O presidente do Superior Tribunal de Justiça, ministro Edson Vidigal, que acompanha com interesse o caso do Rio, lembra que o próprio sistema de distribuição do STJ já foi alvo de acusação semelhante. “Requisitamos perícia de técnicos em informática da Unicamp e constatamos que a imputação era improcedente”, disse ele.

Para fraudar o sistema, informou o ministro, “é preciso que o fraudador conheça a senha e, quando o programa estiver sendo rodado, esta senha seja digitada para que se possa entrar no sistema e, neste breve momento, se redirecione a distribuição”, explica. “É preciso que seja um expert. Nem a CIA consegue isso”, concluiu.

Ainda assim, quando foi responsável pela distribuição no STJ, Vidigal resolveu fazer a distribuição três vezes ao dia para impedir qualquer possibilidade de intromissão indevida.
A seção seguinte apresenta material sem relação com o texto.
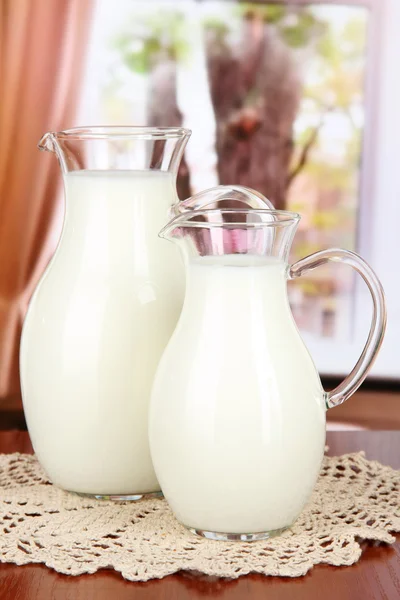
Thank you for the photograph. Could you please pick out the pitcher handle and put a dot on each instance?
(250, 198)
(343, 391)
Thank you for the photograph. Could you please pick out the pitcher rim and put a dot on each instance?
(286, 218)
(123, 131)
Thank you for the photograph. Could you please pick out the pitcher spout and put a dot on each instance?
(48, 142)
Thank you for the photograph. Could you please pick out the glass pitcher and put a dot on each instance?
(237, 415)
(106, 306)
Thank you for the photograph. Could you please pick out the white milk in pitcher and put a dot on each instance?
(237, 420)
(96, 328)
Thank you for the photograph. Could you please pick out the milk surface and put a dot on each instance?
(96, 327)
(237, 418)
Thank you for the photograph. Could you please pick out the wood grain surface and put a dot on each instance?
(375, 577)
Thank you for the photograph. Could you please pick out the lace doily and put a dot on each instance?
(354, 499)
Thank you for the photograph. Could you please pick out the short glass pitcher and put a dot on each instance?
(237, 414)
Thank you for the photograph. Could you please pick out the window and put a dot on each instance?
(296, 99)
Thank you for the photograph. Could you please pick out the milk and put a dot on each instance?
(237, 418)
(96, 327)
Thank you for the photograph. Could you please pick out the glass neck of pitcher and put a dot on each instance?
(118, 148)
(226, 233)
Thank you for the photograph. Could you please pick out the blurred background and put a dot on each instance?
(297, 99)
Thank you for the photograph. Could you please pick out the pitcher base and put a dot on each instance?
(121, 497)
(237, 537)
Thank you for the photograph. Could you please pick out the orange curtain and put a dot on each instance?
(42, 45)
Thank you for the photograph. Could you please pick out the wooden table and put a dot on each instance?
(375, 577)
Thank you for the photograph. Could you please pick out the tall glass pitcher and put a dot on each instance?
(241, 397)
(106, 306)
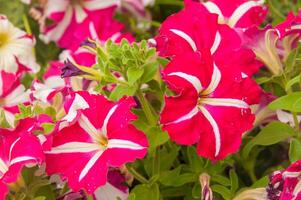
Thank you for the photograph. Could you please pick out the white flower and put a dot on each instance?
(16, 47)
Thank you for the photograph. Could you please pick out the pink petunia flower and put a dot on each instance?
(74, 19)
(214, 109)
(272, 46)
(16, 49)
(185, 32)
(12, 93)
(286, 184)
(99, 135)
(18, 147)
(237, 13)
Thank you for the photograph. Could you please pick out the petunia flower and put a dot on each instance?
(272, 46)
(18, 147)
(72, 20)
(214, 109)
(114, 188)
(237, 13)
(285, 184)
(99, 135)
(16, 49)
(12, 93)
(185, 32)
Para outro ministro do STJ, Humberto Gomes de Barros, a falsa imputação de fraude é ainda mais grave que a própria fraude, uma vez que prejudica mais pessoas. “Já tive oportunidade, quando advogado, de testemunha situação em que outro advogado “vendeu” a decisão de um juiz que ele sequer conhecia”, narrou Gomes de Barros, referindo-se a uma situação em que o advogado extraiu algo como R$ 100 mil de um cliente dizendo que o dinheiro era para um desembargador. Tempos depois, para tirar a dúvida, quando o desembargador que foi “vendido” sem saber encontrava-se em uma solenidade, Gomes de Barros perguntou ao advogado traquinas se ele estava identificando ali o tal juiz. O advogado não soube dizer se o desembargador estava por ali. “E estava bem à nossa frente”, conta o ministro.

Para mostrar o quanto esse tipo de truque é usual, Gomes de Barros relata que, certa vez, ligaram para seu gabinete e deixaram um recado com um de seus assistentes. A pessoa se apresentou como sendo o senador Ramez Tebet. No “recado” o falso senador teria mandado dizer ao ministro que gostaria que o processo de determinado número fosse julgado rapidamente e que ele, o senador, tinha interesse que determinada parte fosse atendida. “É evidente que o senador, um homem inteligente, jamais faria isso”. Em outro caso, esse envolvendo o ministro Rui Rosado, o desfecho foi diferente. O ministro teria desistido da causa, dando-se por impedido, porque não queria ser mal visto. “O juiz medroso”, disse Gomes de Barros, “é a pior coisa que pode haver na luta contra a corrupção”.